In this tutorial, we will use the pre-trained classifier “Silva 138 99% OTUs full-length sequences.”

#download classifier
wget -O "silva-138-99-nb-classifier.qza" "https://data.qiime2.org/2020.8/common/silva-138-99-nb-classifier.qza"

qiime feature-classifier classify-sklearn \
  --i-classifier silva-138-99-nb-classifier.qza \
  --i-reads rep-seqs-dada2.qza \
  --o-classification taxonomy.qza

#Export taxonomy info in .tsv format
qiime tools export 
  --input-path taxonomy.qza \
  --output-path exported-feature-table

With this, we have generated the taxonomy table in .tsv format.

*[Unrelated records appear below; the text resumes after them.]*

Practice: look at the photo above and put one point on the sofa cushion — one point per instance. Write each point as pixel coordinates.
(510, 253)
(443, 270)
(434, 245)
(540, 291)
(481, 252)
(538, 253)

Step 5: Generating Feature Table for Each Sample.

In this step, we will use table-dada2.qza to generate our feature table.

#Creating a TSV BIOM table
#first, export your data as a .biom
qiime tools export --input-path table-dada2.qza --output-path exported-feature-table


#Covert .biom to .tsv
biom convert -i exported-feature-table/feature-table.biom -o exported-feature-table/feature-table.tsv --to-tsv
biom head -i feature-table.tsv

Step 6: Combining the Feature Table and Taxonomy Table.

At this point, you should have two output files: taxonomy.tsv and feature-table.tsv. These two tables can be combined by using the sequencing id as the key.

You’re all set! You now have everything you need to perform your downstream statistical analysis. Enjoy!